1920 × 1080 simplifies to 16:9

What is an aspect ratio calculator?

An aspect ratio calculator helps you work with proportional dimensions quickly and accurately. Whether you are cropping a photograph, configuring a video export, setting CSS on an embedded player, or specifying artboard sizes in a design tool, knowing the exact ratio — and being able to scale it to any size — saves time and prevents distortion.

Two modes in one tool

  • Simplify ratio — enter any width and height (e.g. 1920 × 1080) and the tool reduces the pair to its lowest terms using the greatest common divisor, giving you the canonical ratio (16:9 in this example).
  • Scale to dimension — enter a target ratio and one known dimension (width or height) to calculate the missing value. Perfect for resizing assets while preserving proportions.

Common aspect ratios

The most widespread ratios today are 16:9 (HD and 4K video, most monitors), 4:3 (legacy screens and many tablet cameras), 1:1 (square social media posts), and 9:16 (vertical short-form video). Cinema uses ratios like 2.35:1 (anamorphic widescreen) and 1.85:1 (flat widescreen).

Runs entirely in your browser

All calculations happen client-side using pure arithmetic — no images are uploaded, no data leaves your device.

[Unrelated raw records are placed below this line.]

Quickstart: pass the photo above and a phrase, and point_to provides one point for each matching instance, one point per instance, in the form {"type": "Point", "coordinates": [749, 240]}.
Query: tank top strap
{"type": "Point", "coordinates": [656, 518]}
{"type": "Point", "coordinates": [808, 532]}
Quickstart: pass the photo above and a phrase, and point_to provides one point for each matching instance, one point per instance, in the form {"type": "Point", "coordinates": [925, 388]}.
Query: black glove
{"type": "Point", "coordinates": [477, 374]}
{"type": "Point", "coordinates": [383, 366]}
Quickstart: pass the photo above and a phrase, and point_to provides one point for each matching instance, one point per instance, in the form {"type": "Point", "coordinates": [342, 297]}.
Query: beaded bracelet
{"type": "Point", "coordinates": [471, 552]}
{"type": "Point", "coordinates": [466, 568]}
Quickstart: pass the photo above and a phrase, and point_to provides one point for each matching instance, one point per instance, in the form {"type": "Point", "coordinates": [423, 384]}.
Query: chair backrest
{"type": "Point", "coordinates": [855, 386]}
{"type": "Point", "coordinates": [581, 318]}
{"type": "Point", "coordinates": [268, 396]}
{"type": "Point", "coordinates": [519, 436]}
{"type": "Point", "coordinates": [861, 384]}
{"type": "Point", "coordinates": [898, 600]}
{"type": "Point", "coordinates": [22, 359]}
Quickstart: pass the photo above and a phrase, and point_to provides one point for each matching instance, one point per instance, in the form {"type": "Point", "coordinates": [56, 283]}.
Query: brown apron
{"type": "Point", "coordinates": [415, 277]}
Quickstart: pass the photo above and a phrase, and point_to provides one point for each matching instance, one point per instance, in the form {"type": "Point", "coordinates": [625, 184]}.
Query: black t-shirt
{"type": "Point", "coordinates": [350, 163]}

The tool works offline once the page is loaded.

Frequently Asked Questions

What is an aspect ratio?

An aspect ratio expresses the proportional relationship between a rectangle's width and height, written as W:H. For example, a 1920×1080 screen has an aspect ratio of 16:9 because dividing both numbers by their greatest common divisor (120) gives 16 and 9. Aspect ratios are used everywhere from video production and photography to responsive web design and screen specifications.

How do I find the missing dimension for a given ratio?

Switch to the "Scale to dimension" tab, enter the target ratio (e.g. 16 and 9), then type either a width or a height. The calculator instantly computes the other value by multiplying or dividing by the ratio. This is useful when resizing images or setting iframe dimensions without distorting the original proportions.

Why does my ratio not simplify to what I expected?

The simplification uses integer GCD reduction after rounding your inputs to the nearest whole pixel. Non-standard resolutions — such as 2560×1080 (ultrawide) — reduce to ratios like 64:27 rather than the commonly advertised 21:9, because 21:9 is a marketing approximation. The calculator shows the mathematically exact simplified form.